From All Right to Almost Suicide and back again – an introspective observation of war

What does war feel like? Not in the “gaming” or movie world, but real, actual war? If you’ve never been there, this is going to be an eye opener, and if you have, it’s a punch in the gut that brings back a lot of memories of the rough times. This isn’t an action thriller, it’s a treatise on the emotional toll and dehumanization that war experiences bring. A real must-read in today’s world of returning veterans.

Ron’s memoirs start with his actual suicide attempt, and then go through his journalistic recording of five wars in ten years. In most of these wars, he was not a front-line combatant, but an observer, recorder and reporter of war – both as an Army officer and as a State Department foreign service officer.

I am telling you, from personal experience as a combat Marine, and later as a diplomat (Dept. of Homeland Security Attaché), that this is an authentic depiction of the results of war – physically, and for many veterans, emotionally.

The inciting moment in Ron’s book is when he first sees war dead (“Yellow. Their skin was yellow. They had dirt under their fingernails and their feet were dirty. There were six of them, all women…”). That is a defining moment for all who experience war – it becomes sickeningly real.

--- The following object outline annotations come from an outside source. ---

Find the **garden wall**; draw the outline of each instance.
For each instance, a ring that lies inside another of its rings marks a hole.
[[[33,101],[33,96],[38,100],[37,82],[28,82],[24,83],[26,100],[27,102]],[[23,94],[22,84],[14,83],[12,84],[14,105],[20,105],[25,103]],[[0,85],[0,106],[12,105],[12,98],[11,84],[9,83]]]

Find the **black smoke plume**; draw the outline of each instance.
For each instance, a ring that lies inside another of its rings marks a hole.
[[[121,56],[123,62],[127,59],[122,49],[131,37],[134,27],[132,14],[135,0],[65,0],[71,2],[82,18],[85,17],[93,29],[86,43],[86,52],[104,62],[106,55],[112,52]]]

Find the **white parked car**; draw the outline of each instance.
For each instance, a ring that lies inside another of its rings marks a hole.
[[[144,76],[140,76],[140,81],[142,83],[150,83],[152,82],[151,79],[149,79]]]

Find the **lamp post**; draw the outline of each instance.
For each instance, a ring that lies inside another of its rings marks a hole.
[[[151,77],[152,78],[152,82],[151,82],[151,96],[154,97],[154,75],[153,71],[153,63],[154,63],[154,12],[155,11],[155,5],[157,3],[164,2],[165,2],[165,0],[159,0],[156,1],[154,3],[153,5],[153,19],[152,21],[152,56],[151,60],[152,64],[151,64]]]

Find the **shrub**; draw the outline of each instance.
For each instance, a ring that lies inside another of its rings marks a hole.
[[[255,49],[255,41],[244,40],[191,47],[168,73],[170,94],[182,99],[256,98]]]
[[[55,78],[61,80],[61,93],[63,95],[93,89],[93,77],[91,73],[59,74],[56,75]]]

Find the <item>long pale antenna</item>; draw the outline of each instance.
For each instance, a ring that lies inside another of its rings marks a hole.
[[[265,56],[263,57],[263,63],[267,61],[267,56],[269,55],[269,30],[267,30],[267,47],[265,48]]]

The journal follows Ron through Central Africa, Kosovo, Afghanistan, Iraq, Darfur…and most tellingly, his “War at Home” afterwards. The accounts he gives from his field notes in those locations is brutally honest, and accurately documents the same conditions I saw when I was in several of those places myself (I was in Kosovo and Bosnia at the same time he was in Kosovo, back on active duty during Op. Enduring Freedom at the same time he was in Afghanistan, and was in Iraq 2005-2006, one year after he was there).

There are a lot of war books out there, and a lot of war movies – usually from, or enhanced by, the imaginations of those who may never really understand. If you want a glimpse of what the effects of war really look like, and the toll it took on one real veteran – from the inside – then this is a book you should pick up today.